_
_
_
_

O ‘boom’ e a blindagem da literatura

Até outubro de 1967 quase não se teve notícia da sua existência nem da sua obra nos jornais e na imprensa cultural da Espanha

Jordi Gracia
Três grandes da literatura latino-americana e suas esposas, fotografados a princípios dos anos setenta. À esquerda, Mario Vargas Llosa e
 sua mulher, Patricia Llosa; no centro, José Donoso y Pilar Serrano. À direita, Mercedes Barcha y García Márquez
Três grandes da literatura latino-americana e suas esposas, fotografados a princípios dos anos setenta. À esquerda, Mario Vargas Llosa e sua mulher, Patricia Llosa; no centro, José Donoso y Pilar Serrano. À direita, Mercedes Barcha y García MárquezCORBIS

Chegou por último, embora isso hoje pareça mentira. Até o final de 1967, praticamente não havia notícia da sua existência e da sua obra na imprensa espanhola, fossem nos jornais ou nos veículos culturais. Mas não pelo que todos maliciamos, ou seja, porque os jornais e as vitrines das livrarias estão colonizados por franquistas ignaros – tipo Pombo Angulo –, porque isso é só uma parte da verdade. Desde 1960, começa a circular aqui [na Espanha] um bom punhado de novos nomes para o leitor espanhol, entre os quais não está Gabriel García Márquez. Mas estão, e com espaços destacados em jornais e inclusive com dossiês e edições monográficas em revistas, outros nomes com ressonância crescente: Jorge Luis Borges e Ernesto Sábato, Adolfo Bioy Casares, Carlos Fuentes, Alejo Carpentier, Miguel Angel Asturias (e a bomba que foi a notícia do seu Prêmio Nobel no final de 1968), Guillermo Cabrera Infante e sobretudo, e à frente de todos, Julio Cortázar e Mario Vargas Llosa. Estão sendo descobertos porque desde 1960 alguns espanhóis os publicam na imprensa, na Destino, no Informaciones, no Pueblo, no La Vanguardia e na El Ciervo, e além do mais lhes dão os prêmios mais modernos e provocadores, mais in, como o Biblioteca Breve. É conferido desde 1961 aos raros, raríssimos, que escrevem com uma língua molhada, palavrosa, oral e culta, como faz Vargas Llosa em A Cidade e os Cães, como faz com descaramento e sem decoro Cabrera Infante em Três Tristes Tigres, ou como o faz mais esticado e engomado deles, Carlos Fuentes.

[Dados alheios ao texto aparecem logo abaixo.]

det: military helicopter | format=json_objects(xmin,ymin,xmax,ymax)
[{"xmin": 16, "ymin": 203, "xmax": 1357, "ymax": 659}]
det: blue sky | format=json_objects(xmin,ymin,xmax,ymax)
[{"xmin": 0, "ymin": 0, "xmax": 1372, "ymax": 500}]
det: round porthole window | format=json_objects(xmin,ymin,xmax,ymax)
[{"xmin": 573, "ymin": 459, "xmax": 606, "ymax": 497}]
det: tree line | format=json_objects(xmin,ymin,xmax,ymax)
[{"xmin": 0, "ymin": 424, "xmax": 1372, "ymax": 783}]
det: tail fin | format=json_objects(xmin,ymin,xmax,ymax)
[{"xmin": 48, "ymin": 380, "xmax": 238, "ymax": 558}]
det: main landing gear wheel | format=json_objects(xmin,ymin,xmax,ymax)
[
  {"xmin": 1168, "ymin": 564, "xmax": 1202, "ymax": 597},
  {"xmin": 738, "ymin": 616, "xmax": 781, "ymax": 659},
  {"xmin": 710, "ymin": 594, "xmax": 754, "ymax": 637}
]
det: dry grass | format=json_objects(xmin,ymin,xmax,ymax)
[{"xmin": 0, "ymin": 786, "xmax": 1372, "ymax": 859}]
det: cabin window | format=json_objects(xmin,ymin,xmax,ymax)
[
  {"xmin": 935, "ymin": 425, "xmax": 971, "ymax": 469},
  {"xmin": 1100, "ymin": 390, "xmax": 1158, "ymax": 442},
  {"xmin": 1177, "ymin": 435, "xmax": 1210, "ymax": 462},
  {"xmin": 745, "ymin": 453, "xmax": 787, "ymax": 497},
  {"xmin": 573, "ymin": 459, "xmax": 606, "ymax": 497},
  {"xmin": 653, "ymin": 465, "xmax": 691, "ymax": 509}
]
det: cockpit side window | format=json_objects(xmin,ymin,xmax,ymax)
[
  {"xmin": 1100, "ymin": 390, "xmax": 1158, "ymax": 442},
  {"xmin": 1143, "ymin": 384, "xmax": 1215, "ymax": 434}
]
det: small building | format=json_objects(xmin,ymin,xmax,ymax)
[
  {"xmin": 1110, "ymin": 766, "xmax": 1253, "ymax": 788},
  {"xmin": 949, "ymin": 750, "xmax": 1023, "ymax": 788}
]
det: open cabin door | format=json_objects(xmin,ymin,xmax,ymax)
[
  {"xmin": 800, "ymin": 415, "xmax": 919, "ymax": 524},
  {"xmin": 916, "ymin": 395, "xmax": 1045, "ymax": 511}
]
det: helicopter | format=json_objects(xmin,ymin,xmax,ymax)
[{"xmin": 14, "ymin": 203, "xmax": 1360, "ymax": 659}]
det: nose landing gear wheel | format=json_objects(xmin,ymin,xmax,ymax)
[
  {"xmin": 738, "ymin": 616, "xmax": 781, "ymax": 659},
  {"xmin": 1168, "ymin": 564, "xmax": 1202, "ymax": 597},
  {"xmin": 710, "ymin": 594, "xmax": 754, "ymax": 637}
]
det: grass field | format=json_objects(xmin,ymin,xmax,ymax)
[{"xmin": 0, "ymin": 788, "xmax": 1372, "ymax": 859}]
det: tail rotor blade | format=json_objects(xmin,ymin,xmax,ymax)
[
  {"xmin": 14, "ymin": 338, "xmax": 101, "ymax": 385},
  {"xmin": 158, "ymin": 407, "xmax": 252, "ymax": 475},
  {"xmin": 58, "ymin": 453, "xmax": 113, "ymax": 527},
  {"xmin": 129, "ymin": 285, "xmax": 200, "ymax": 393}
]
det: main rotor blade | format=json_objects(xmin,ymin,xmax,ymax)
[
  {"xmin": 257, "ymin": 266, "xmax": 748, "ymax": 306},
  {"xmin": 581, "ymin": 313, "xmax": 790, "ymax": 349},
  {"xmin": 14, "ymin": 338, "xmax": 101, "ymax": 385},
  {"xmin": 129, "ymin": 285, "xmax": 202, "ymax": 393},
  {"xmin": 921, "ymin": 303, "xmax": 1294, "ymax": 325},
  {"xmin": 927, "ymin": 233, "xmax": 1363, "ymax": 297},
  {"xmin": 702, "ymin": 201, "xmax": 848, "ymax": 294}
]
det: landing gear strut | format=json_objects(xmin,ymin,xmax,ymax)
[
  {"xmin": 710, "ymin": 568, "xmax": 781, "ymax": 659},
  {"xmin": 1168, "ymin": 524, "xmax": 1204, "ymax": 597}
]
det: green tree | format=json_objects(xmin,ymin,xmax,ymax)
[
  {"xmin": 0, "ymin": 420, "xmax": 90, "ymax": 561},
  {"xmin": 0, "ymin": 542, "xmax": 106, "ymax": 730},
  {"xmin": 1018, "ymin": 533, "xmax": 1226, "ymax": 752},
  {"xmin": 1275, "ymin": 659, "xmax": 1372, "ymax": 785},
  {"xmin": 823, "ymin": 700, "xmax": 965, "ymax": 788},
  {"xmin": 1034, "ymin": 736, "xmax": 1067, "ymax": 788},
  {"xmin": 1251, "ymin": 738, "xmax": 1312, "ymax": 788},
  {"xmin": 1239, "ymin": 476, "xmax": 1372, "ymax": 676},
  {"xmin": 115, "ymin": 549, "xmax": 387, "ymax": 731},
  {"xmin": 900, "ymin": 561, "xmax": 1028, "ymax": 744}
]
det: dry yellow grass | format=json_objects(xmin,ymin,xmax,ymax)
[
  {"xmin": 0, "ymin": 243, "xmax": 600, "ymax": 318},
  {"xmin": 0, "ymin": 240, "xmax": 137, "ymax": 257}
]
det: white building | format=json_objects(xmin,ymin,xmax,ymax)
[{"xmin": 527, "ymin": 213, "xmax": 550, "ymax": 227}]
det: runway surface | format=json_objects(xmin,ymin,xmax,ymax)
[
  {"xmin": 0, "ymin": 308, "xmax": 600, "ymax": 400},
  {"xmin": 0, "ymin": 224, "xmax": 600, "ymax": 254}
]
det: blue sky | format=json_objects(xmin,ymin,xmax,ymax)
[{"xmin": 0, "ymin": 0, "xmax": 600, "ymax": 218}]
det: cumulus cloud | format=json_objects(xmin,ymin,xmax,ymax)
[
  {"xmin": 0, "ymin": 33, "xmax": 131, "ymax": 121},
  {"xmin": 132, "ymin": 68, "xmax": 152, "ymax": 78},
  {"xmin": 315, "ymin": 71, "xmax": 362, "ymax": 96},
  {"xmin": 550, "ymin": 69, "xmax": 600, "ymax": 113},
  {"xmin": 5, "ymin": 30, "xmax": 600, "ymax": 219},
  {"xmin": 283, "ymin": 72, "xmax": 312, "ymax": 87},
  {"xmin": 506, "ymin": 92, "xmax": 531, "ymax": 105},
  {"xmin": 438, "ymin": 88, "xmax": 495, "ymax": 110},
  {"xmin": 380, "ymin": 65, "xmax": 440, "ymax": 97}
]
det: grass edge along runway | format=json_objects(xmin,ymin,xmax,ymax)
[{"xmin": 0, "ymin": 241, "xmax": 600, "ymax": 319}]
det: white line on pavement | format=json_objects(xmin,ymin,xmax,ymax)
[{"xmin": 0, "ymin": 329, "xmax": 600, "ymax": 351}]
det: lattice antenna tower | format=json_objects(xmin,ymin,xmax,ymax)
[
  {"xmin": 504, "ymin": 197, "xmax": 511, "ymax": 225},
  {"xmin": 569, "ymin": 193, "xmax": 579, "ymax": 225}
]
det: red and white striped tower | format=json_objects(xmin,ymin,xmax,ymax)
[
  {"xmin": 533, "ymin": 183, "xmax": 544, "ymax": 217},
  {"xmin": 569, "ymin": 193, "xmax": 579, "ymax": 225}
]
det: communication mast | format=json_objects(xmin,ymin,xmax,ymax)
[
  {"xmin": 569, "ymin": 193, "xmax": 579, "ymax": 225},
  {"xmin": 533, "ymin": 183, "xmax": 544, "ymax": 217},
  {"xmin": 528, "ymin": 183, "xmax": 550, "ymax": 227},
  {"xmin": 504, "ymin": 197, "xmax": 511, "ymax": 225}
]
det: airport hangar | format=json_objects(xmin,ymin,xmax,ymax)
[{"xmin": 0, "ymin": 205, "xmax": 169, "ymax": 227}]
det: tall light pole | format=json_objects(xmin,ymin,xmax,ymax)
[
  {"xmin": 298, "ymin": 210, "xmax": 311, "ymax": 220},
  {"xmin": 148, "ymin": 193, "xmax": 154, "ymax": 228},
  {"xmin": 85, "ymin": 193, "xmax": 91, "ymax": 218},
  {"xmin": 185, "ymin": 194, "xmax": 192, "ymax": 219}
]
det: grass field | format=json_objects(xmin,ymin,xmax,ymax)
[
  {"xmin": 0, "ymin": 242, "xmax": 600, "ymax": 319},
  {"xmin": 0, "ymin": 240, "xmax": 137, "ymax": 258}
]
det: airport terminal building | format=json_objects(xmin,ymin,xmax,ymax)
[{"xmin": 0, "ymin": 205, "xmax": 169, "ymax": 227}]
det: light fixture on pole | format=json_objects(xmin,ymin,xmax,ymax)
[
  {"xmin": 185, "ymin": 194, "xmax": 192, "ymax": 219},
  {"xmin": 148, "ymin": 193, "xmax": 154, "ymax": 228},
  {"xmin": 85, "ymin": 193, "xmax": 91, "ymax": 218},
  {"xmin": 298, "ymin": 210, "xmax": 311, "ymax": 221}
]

Todos, ou quase todos, menos García Márquez, que não está por nenhum lado. É o mais tardio, mas também o mais explosivo, que passa de não estar a estar absolutamente e colonizar de repente e com todas as armas a fantasia dos leitores, inclusive dos mais senhorialmente displicentes, como Juan Benet, que também cai rendido a ele a partir desse mesmo 1968. É como a fagulha, ou a mecha, ou o gatilho que confirma a plenitude dos novos nomes americanos, porque todos eles já estão lá e, sobretudo, eles sabem desse colombiano pacato e ensimesmado, que é o autor O Enterro do Diabo: A Revoada, sabem que existe Macondo, sabem que ele publicou na imprensa o deslumbrante Relato de um Náufrago, e sobretudo sabem que já é o autor de Ninguém Escreve ao Coronel. Só que aqui quase ninguém sabe disso até aquele outubro de 1967, quando Joaquín Marco, Pere Gimferrer e Rafael Conte – exatamente no mesmo dia, 14 de outubro de 1967, sendo dois deles na Destino e o outro no Informaciones –consagram o portento que menos de um ano depois teria vendido a fabulosa cifra de 80.000 e que virou febre nas livrarias da Itália.

E são eles mesmos que saem em campanha por García Márquez, como faz Vargas Llosa, que explica imediatamente, em 1968, que com o colombiano ressuscita a literatura de aventuras e a pura narração de As Mil e Uma Noites, e talvez por isso, inclusive, quando os jornalistas lhe perguntam, vem o título à boca de uma cantora famosa e metida a esquerdista da época, Massiel: o que está lendo encantada é Mil Anos de Solidão. E é Carlos Fuentes, na imprensa também, recém-premiado com o Biblioteca Breve, quem esclarece coisas e observa que essa nova literatura não é só argentina, como poderia parecer diante de Borges, Bioy Casares, Sábato e Cortázar, mas que é também mexicana (começando por ele e pelo mudo Juan Rulfo), peruana, porque há Vargas Llosa (e há a genial melancolia de Julio Ramón Ribeyro), e cubana, porque existem Lezama Lima e Alejo Carpentier.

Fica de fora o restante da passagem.